Exclusive Interview: John Tolva, Chicago's new tech guru, has watched with pride as city residents -- many of them young would-be entrepreneurs -- have competed to create apps and websites using data recently opened to public use by the city, Cook County, the state and the Chicago Metropolitan Agency for Planning.
So what's Tolva's dream app? One that would tell him in real time when the bus and train are coming to his stop and at the same time alerting him to the nearest taxi and open parking spots. On a 20-below-zero day, the app would let Tolva and everyone else choose the quickest route to warmth. During the summer, the app could be used to find where rental bikes are available throughout the city.
What's next for app developers? Open 311. It is a platform that will let software developers come up with apps to allow people to use their smartphones and computers to track services such as pothole repairs and watch how and when they are fulfilled.

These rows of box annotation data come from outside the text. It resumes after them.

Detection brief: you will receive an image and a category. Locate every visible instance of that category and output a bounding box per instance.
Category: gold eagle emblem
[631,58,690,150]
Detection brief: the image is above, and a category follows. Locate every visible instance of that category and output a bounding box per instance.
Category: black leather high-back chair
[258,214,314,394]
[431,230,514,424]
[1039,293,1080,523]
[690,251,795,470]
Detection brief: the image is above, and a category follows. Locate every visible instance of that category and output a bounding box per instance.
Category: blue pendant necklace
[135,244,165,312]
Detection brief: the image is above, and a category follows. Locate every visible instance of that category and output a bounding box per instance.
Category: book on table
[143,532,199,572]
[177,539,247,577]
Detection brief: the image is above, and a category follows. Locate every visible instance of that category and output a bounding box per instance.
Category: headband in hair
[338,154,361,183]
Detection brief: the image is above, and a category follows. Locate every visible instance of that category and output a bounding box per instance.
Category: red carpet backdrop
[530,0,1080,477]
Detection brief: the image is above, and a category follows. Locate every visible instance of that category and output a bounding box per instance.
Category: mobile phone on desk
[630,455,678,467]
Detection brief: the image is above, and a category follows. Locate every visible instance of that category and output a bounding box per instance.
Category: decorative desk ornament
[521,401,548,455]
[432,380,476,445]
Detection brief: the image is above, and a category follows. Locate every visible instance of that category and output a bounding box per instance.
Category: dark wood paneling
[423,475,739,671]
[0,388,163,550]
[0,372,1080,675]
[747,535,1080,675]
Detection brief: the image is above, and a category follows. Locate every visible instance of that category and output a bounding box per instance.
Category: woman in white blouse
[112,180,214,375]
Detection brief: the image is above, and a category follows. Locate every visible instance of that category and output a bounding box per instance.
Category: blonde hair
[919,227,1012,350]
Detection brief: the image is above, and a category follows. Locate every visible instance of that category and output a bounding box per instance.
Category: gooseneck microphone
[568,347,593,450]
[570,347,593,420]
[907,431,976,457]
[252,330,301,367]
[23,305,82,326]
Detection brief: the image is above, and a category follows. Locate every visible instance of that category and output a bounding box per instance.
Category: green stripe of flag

Tolva talked first to the Sun-Times just days after he started his city job. He wants Chicago to become known as the Digital Second City.
"Forget thinking about computers or even websites. We want to think of the city itself as a platform for interaction -- as a computing platform," said Tolva, the city's new chief technology officer and a fourth-generation Chicagoan who previously worked as IBM's director of citizenship and technology.
In the short run, a digital Chicago could enable people to receive city services faster, see how efficiently a government agency is working or receive wirelessly and in real time a variety of transit options for running an errand.